Longest Common Subsequence: LeetCode Dynamic Programming

by Jhon Lennon 57 views

Let's dive into the Longest Common Subsequence (LCS) problem, a classic challenge often encountered on LeetCode and in dynamic programming studies. This problem isn't just about finding any common sequence; it's about identifying the longest sequence that appears in the same order within two given strings. Understanding LCS is crucial because it serves as a foundation for solving more complex sequence alignment problems in bioinformatics, text comparison, and data compression.

Understanding the Problem

The Longest Common Subsequence (LCS) problem asks us to find the longest sequence of characters that appear in the same order in both of the given strings. Unlike substrings, the characters in a subsequence don't need to be consecutive. For example, if we have text1 = "abcde" and text2 = "ace", the longest common subsequence is "ace" with a length of 3. The goal is to write an algorithm that efficiently determines this length.
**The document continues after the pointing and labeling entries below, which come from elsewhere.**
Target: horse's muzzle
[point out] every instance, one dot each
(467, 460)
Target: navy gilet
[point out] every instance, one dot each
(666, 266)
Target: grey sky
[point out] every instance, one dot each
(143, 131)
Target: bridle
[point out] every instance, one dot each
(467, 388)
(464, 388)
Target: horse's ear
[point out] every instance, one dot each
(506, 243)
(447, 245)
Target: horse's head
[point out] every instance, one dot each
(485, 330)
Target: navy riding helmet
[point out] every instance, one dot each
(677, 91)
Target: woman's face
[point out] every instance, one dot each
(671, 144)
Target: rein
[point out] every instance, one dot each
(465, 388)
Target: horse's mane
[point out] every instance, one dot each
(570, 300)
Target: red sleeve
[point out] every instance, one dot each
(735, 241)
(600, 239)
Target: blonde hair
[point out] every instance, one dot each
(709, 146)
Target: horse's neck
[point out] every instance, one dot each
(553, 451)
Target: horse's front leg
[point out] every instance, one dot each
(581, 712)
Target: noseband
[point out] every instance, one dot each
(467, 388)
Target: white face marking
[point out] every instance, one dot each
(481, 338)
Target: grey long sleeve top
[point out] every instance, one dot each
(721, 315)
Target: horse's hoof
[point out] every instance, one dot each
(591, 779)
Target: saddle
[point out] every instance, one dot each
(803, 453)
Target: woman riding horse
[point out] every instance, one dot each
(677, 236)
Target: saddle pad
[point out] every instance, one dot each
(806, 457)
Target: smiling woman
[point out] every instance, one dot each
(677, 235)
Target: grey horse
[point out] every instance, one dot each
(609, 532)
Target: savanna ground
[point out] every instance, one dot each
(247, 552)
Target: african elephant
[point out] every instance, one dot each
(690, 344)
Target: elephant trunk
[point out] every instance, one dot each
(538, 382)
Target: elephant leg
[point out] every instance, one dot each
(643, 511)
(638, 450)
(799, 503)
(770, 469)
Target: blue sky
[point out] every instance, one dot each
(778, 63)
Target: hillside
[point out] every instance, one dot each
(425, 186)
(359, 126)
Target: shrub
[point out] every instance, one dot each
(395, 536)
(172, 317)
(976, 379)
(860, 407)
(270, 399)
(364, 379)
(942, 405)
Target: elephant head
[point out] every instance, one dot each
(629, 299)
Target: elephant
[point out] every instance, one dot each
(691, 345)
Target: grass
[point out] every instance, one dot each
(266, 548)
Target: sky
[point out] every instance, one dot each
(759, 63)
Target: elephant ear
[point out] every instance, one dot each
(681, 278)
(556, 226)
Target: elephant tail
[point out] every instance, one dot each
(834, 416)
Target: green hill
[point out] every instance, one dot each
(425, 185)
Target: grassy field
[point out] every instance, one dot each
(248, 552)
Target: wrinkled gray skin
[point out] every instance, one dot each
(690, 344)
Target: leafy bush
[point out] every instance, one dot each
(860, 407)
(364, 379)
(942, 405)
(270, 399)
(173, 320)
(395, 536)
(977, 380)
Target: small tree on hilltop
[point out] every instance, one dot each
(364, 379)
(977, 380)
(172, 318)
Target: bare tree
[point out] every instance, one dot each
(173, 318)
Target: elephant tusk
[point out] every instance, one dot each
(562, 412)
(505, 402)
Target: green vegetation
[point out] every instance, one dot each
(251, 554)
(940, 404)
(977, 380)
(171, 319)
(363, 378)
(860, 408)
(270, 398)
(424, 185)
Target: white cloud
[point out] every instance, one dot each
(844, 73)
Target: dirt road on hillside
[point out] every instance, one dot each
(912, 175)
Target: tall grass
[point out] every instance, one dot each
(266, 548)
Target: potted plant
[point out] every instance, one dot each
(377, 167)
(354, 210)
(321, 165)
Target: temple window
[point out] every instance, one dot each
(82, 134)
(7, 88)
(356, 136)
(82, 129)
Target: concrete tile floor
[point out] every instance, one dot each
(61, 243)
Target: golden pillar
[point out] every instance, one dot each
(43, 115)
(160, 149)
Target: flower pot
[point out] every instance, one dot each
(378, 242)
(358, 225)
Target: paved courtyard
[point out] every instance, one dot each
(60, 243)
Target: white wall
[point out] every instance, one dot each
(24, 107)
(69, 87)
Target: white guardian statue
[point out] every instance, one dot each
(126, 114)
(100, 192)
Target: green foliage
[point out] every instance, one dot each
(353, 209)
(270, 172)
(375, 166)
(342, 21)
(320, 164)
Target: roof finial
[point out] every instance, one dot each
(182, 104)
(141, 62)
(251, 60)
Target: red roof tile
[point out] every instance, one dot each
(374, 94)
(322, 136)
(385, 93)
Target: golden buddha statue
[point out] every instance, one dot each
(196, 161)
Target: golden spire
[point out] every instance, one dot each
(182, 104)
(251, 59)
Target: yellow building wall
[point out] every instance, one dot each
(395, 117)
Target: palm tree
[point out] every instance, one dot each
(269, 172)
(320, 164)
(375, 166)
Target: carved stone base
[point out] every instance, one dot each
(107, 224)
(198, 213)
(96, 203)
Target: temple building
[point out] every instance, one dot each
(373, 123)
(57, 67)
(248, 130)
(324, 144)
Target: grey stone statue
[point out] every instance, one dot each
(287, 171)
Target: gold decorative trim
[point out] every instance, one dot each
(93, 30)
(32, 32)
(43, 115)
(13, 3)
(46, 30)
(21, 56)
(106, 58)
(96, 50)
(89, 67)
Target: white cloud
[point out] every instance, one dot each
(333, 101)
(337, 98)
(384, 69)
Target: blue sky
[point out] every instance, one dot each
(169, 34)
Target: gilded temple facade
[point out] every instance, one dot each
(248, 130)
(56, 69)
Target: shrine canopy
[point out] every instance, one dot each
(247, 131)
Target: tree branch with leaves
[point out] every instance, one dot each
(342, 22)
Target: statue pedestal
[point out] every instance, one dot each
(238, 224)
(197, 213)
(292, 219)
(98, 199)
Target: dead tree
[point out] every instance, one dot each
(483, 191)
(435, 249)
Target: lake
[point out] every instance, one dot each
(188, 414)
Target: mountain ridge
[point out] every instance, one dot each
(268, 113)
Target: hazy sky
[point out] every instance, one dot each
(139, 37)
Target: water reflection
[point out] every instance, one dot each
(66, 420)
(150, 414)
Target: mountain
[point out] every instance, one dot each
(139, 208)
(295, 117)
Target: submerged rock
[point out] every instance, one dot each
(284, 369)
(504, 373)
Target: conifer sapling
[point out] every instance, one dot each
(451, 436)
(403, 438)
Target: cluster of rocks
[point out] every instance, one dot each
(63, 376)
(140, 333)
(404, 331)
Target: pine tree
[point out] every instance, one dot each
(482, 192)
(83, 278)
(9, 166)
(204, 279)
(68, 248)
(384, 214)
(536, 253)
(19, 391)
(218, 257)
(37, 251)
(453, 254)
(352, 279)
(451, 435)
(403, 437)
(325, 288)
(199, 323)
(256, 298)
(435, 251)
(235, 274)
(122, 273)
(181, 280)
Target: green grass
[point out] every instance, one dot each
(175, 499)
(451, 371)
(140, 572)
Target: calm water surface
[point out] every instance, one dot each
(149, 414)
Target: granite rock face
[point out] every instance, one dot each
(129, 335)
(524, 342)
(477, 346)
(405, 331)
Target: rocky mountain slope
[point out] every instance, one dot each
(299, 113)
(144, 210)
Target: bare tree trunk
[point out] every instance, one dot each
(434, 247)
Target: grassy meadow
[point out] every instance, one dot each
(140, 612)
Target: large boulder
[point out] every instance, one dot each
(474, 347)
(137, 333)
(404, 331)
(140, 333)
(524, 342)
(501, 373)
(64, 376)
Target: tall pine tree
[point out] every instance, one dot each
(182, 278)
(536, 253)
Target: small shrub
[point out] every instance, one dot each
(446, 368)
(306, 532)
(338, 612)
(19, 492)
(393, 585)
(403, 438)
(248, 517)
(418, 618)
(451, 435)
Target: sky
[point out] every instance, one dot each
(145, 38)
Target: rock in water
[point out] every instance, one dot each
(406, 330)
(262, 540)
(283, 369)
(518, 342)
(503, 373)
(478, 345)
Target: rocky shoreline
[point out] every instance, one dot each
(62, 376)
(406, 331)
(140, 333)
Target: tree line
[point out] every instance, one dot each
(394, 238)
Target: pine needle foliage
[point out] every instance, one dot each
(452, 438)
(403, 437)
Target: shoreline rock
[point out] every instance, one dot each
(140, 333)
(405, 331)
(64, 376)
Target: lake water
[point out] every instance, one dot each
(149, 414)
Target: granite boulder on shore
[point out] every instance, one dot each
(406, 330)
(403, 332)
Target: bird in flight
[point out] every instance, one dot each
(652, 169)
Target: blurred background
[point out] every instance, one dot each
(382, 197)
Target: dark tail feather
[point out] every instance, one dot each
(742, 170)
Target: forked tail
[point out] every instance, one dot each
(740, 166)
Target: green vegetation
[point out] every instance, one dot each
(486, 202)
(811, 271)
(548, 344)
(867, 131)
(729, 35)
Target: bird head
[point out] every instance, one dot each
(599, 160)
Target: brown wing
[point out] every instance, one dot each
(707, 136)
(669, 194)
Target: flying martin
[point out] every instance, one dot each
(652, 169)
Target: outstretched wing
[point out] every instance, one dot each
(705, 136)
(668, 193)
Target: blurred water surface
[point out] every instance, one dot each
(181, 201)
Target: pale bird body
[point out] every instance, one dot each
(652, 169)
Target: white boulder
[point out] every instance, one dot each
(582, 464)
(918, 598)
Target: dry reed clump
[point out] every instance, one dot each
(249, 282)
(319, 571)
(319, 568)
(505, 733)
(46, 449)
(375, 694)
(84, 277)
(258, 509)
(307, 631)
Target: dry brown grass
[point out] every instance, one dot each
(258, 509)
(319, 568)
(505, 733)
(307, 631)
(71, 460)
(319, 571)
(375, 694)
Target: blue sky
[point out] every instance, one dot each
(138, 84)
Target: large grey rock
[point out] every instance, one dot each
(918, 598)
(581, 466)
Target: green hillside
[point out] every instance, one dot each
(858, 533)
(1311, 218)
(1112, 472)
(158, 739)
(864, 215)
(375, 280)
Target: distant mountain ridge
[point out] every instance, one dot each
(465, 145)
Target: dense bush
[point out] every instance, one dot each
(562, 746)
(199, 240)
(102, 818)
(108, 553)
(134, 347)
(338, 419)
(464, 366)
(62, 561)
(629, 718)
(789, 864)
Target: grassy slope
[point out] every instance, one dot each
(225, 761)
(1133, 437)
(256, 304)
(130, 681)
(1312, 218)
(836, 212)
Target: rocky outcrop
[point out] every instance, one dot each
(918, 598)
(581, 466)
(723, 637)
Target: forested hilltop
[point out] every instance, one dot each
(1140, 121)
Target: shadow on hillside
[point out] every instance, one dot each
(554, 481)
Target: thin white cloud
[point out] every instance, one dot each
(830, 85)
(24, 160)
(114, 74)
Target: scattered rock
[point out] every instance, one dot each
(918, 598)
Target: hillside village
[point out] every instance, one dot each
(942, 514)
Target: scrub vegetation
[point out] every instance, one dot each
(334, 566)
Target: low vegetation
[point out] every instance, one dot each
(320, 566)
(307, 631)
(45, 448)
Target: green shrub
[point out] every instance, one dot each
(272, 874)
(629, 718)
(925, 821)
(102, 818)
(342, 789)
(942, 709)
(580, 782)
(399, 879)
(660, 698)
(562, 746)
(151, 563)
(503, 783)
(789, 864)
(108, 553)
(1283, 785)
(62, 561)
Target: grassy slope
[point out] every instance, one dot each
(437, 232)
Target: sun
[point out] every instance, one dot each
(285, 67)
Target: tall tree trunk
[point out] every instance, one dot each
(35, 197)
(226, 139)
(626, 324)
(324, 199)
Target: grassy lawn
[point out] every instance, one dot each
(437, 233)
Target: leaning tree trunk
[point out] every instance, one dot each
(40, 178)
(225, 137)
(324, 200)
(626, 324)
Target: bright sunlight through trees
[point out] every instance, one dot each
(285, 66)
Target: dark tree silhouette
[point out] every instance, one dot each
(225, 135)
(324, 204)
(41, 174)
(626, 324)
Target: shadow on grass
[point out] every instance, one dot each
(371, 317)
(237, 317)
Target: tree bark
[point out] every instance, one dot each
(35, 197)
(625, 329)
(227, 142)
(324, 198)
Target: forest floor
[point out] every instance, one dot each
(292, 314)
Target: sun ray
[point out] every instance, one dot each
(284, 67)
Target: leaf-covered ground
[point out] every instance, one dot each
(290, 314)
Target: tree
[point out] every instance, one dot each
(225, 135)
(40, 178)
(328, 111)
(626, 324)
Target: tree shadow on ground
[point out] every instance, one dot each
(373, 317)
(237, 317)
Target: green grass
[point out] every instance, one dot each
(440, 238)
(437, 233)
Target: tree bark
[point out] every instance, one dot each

This problem can be approached using dynamic programming. We build a table where each cell (i, j) stores the length of the LCS of the first i characters of text1 and the first j characters of text2. By filling this table correctly, we can find the LCS length for the entire strings.

Dynamic Programming Approach

The heart of solving the Longest Common Subsequence (LCS) problem efficiently lies in dynamic programming. Dynamic programming is a method for solving complex problems by breaking them down into simpler subproblems, solving each of those subproblems just once, and storing their solutions. This avoids recomputing the same solutions over and over, leading to significant efficiency gains.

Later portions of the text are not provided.